Using an Amazon FSx data source - Amazon Kendra

Using an Amazon FSx data source

You can use your Amazon FSx file system as a data source for Amazon Kendra. To use Amazon FSx in the console, go to the Amazon Kendra console, select your index and then select Data sources from the navigation menu to add Amazon FSx.

Amazon Kendra currently only supports Amazon FSx for Windows File Server.

When you connect to Amazon FSx to index your documents, you specify the Amazon FSx file system ID. You can specify regular expression patterns to include or exclude specific documents in your Amazon FSx file system.

You must create an index before you create the Amazon FSx data source. For more information, see Creating an index. You provide the ID of the index when you create the data source.

To connect to Amazon FSx, you specify the connection and other information in the console or by using the FsxConfiguration object. You provide the file system ID of the Amazon FSx you want to index.

Before you can index your documents from your Amazon FSx file system, you must create an Amazon FSx file system with read and mounting permissions. You must also use an Amazon Virtual Private Cloud (VPC) where your Amazon FSx resides.

You also must provide the Amazon Resource Name (ARN) of an IAM role that gives permission to access your Amazon FSx file system. You provide the ARN of an IAM role using the CreateDataSource API. For more information on permissions, see IAM roles for Amazon FSx data sources.

Amazon Kendra requires authentication credentials to access your Amazon FSx file system. You store your Amazon FSx credentials in an AWS Secrets Manager secret. The credentials are a user name and password for an Active Directory user account with read and mounting access to the Amazon FSx file system for Windows. You must include the Active Directory user name, along with the Domain Name System (DNS) domain name. For example, user@corp.example.com. If you are using the Amazon Kendra console to create your data source, you can create the secret while creating the data source. Or you can use an existing Secrets Manager secret. If you are using the API to create your data source, you must provide the Amazon Resource Name (ARN) of an existing secret.
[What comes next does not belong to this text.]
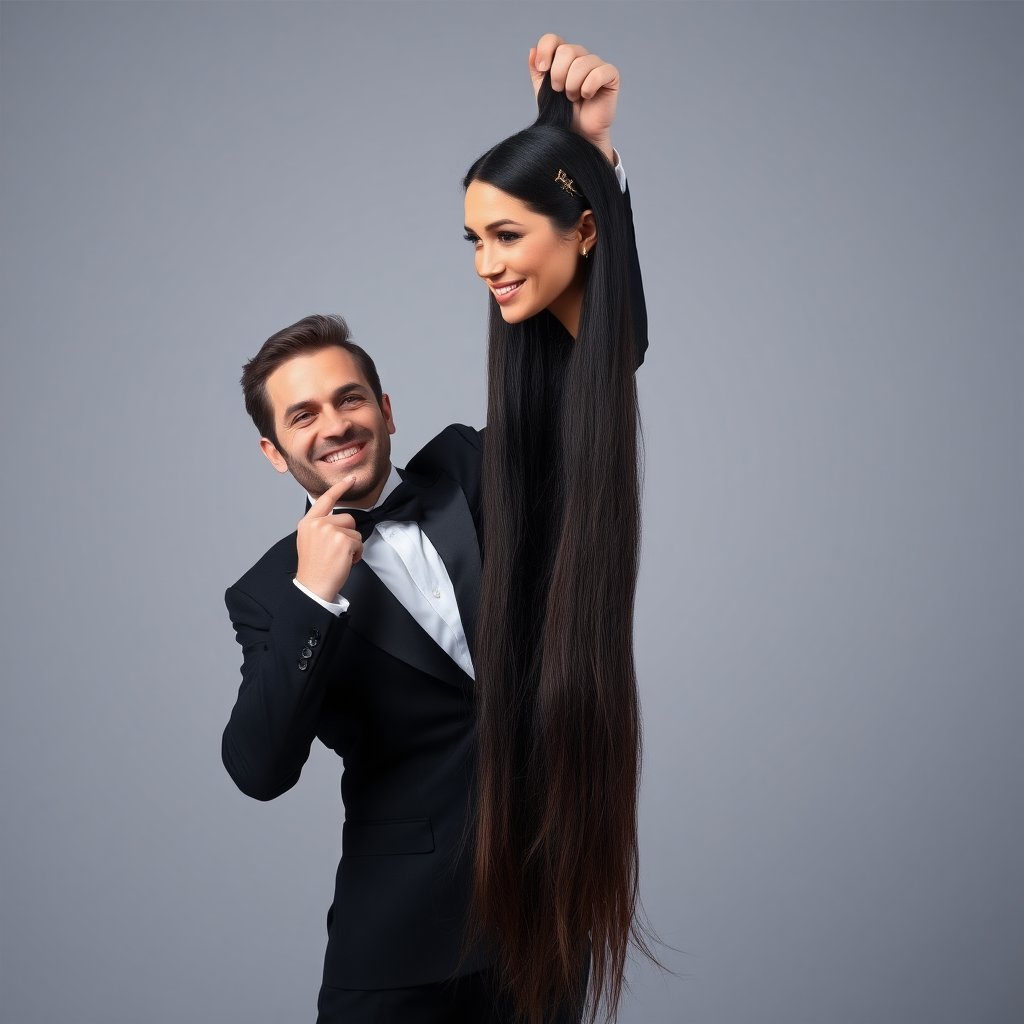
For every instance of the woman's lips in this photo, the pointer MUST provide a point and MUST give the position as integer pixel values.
(507, 290)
The credentials are stored as a JSON string in the Secrets Manager secret.

{ "username": "user@corp.example.com", "password": "password" }

Amazon Kendra also crawls user and group information from the Amazon FSx instance. You must have administrative permissions of the Active Directory domain. This is useful for user context filtering, where search results are filtered based on the user or their group access to documents. For more information, see User context filtering for Amazon FSx data sources.

To test user context filtering on a user, you must include the DNS domain name as part of the user name when you issue the query. You can also test user context filtering on a group name. You must only use lowercase characters for the user name or group name, despite if Active Directory uses upper case characters. For example, if the Active Directory user is Admin and the DNS is corp.example.com, the user name to test user context filtering in Amazon Kendra should be admin@corp.example.com. If the Active Directory group is Management, the group name to test user context filtering in Amazon Kendra should be management.
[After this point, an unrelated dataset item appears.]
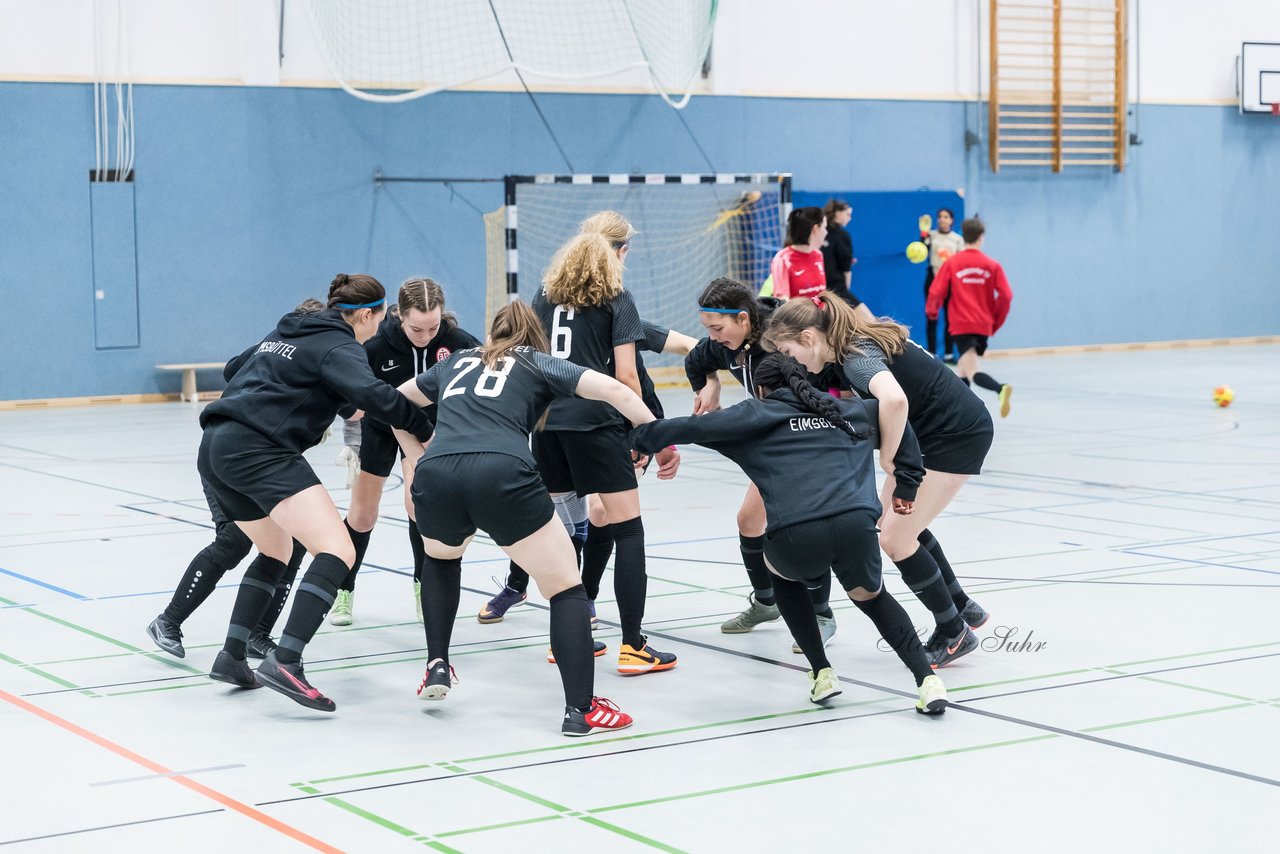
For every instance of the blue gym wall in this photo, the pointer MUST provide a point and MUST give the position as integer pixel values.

You also can add the following optional information:

  • Inclusion or exclusion pattern: If you specify an inclusion pattern, any document with a file name or file type that doesn't match the pattern isn't indexed. If you specify an inclusion and exclusion pattern, documents that match the exclusion pattern are not indexed even if they match the inclusion pattern.

  • Field mappings that map your Amazon FSx fields to Amazon Kendra index fields. For more information, see Mapping data source fields.